Photo: Matthew Barnaby
As many of our other verticals will attest, brilliant ideas are only as good as their execution. So consider the NHL All-Star Fantasy Draft a failure.I can’t blame you if you don’t know what I’m talking about. Unless you regularly watch Versus weeknight NHL telecasts – and if you do you’re probably tuning into the draft anyway – you haven’t been served a single reminder that the NHL came up with this terrific idea.
Let me explain:
Rather than go the traditional route of pinning one conference against the other in its annual All-Star Game, the NHL decided to select two All-Star captains (and several alternates), and let them draft the remaining all-star selections into teams tonight, to officially kick off the weekend’s festivities. Yep, the best players in the world are resorting to an old technique perfected by generations of school children during recess.

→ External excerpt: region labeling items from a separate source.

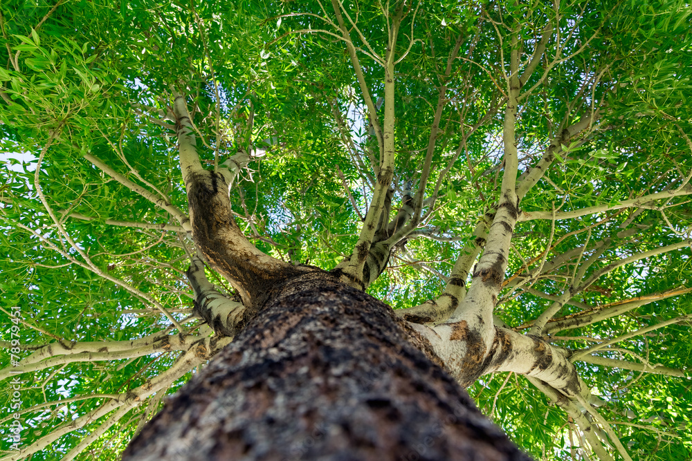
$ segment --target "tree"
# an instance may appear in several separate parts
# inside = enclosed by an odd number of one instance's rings
[[[0,459],[692,455],[684,1],[0,12]]]

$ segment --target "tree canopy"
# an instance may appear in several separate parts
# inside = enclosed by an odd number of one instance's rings
[[[116,459],[232,340],[200,318],[186,273],[203,266],[178,95],[258,250],[363,272],[408,321],[452,315],[516,193],[495,323],[563,351],[599,406],[520,372],[469,394],[536,459],[692,456],[687,3],[8,0],[0,13],[0,400],[18,377],[21,458]],[[0,415],[1,460],[20,456],[12,420]]]

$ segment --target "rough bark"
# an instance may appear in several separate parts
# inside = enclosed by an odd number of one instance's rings
[[[123,459],[529,459],[412,340],[333,274],[284,281]]]

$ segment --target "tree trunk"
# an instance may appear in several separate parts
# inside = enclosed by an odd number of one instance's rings
[[[529,459],[405,328],[330,273],[285,281],[123,459]]]

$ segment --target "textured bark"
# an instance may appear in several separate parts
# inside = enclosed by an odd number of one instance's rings
[[[412,340],[425,341],[383,303],[332,274],[300,275],[123,459],[528,460]]]

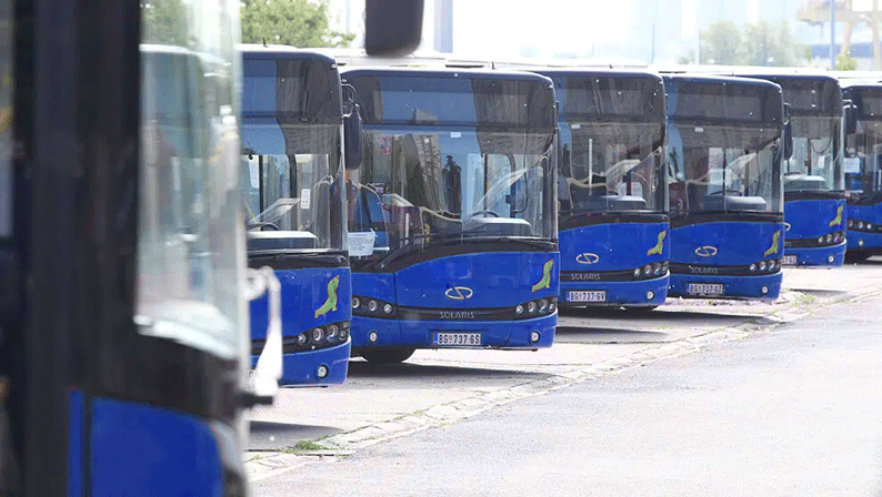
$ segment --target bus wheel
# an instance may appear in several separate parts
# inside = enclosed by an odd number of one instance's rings
[[[854,252],[854,251],[845,252],[845,262],[848,263],[864,262],[868,258],[870,258],[870,254],[866,252]]]
[[[415,351],[415,348],[368,348],[361,351],[361,356],[371,364],[398,364],[410,358]]]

See, it’s such a great idea because it can appeal to casual hockey fans and hardcore hockey zealots alike. My colleague Kevin Baumer, who stalks NHL news like an overprotective parent does their only child, outlines all the burning questions NHL fanatics can’t wait to have answered tonight. But me? I just want to know how much players value goalies relative to skaters. Could netminders go first? What about defensemen versus scorers? And of course, we all want to see who gets picked first … and, yes, last.
The problem is, if it wasn’t for Baumer’s post, I might have completely forgotten about an event that’s certainly intriguing. I watch, read, and talk about sports 24/7, yet hadn’t encountered a single advertisement for the draft.
- Nothing on ESPN.com or Yahoo! Sports.
- No TV ads during commercial breaks of other sports telecasts (NBA or NFL games)
- No big Sports Illustrated ads reminding people to tune in.
In other words, the only people with any idea that the league was putting on a draft, were fans of the sport already destined to watch it.
Worse, is the timing of the draft. If some unsuspecting sports fan happens to catch the event and becomes intrigued enough to say, “wow, hockey really is exciting, I need to watch more of this stuff,” he’ll be disappointed to discover that the draft is followed by… absolutely no hockey.
The NHL needed to televise the draft on Saturday before the skills competition. That way, people hooked by the idea of the draft would also be captivated by the sport’s best players showcasing their unique talents.
Simply put, the NHL missed a major opportunity to grab new fans with a great idea.
Look, there are many reasons why the NHL lags far behind the other major sports leagues in terms of popularity, but the quality of the product is not one of them. Actually, the on-ice product is unmatched. That’s why you always hear non-fans say how great hockey is when they attend games; when they’re forced to sit and watch the whole game, and are immersed in the action, it’s arguably the most exciting sport out there.
But when the sport is given the opportunity to catch the mainstream eye, it doesn’t even swing-and-miss – it gets caught looking. There was no marketing push behind this idea. Nor was their any significant publicity behind the league’s other big campaign, a somewhat-geeky-but-mostly-cool comic book re-imagining of the 30 teams. It’s an interesting idea that has the potential to excite fans – especially younger ones – but again, no one from the NHL thought it was worth telling any kids about.
The NHL can only sustain itself on hardcore fans for so long. The league wants to draw a major TV contract from ESPN, but the network wants to see that the league can draw a wide audience before it doles out another multi-million dollar contract.
The NHL has the brains to conceive exciting ideas. But those are a dime a dozen. It needs to grow a voice and tell people about those ideas.